Pork Tenderloin With Sour Cream and Mushroom Sauce

Delicious. One of my husband's favorites!
Prep Time20 minutes
Cook Time25 minutes
Total Time45 minutes
Course: Dinner, Main Course
Cuisine: American
Keyword: dinner, main course, mushrooms, pork, pork tenderloin, sour cream
Servings: 4
Author: Sharon McDonald

Equipment

  • Stove

Ingredients

  • 1.5 lbs A Cut Above Pork Tenderloin
  • 2 tbsp Butter
  • 2 tbsp Extra Virgin Olive Oil
  • 2 c Sliced Mushrooms
  • 1 bunch Green Onion 2-3" of green, sliced
  • 1 Salt To Taste
  • 1 Pepper To Taste
  • 1/3 c Dry White Wine You can use plain white cooking wine in the vinegar aisle of your grocery store
  • 1 c Chicken Broth Divided
  • 1 tbsp Flour
  • 1/2 c Sour Cream
  • 1 tbsp Chopped Fresh Parsley

Instructions

  • Slice tenderloins into about 8 pieces; flatten each medallion slightly with the heel of your hand.
  • In a large skillet or saute' pan over medium heat, melt 1 Tbsp. of butter with 1 Tbsp. of oil.  Cook mushrooms until tender, about 5 min., then add onion and cook for 1 min. longe.
  • Transfer the mushrooms and onions to a plate; set aside.
  • Pour off the excess liquids from the pan.  Melt the remaining butter with oil over medium heat.  Add pork tenderloin medallions and cook for  3 min. on each side, or until browned.
  • Sprinkle the pork lightly with salt & pepper.
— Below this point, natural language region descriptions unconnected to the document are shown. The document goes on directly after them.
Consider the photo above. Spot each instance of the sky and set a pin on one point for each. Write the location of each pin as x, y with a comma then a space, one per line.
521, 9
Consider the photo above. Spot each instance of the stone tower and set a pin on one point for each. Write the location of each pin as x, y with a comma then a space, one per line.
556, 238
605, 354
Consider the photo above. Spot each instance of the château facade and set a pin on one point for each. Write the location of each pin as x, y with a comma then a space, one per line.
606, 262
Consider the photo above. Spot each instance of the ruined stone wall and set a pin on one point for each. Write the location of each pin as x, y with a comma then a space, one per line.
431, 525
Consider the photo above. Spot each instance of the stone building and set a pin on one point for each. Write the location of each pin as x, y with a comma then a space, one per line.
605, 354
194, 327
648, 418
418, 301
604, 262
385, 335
Pour in wine and half of the chicken broth.  Reduce heat to low, and cook for 15 minutes.
  • Transfer the pork to a serving dish and keep warm.
  • Stir flour into the remaining chicken broth until smooth.
  • In the skillet over medium heat, stir in the flour and broth mixture. Cook, stirring, until the sauce is thickened. Taste and add salt and pepper, as needed.
  • Stir in the sour cream, parsley and the cooked mushrooms and onions.  Heat through, but do not boil.
  • Serve sauce with the pork slices.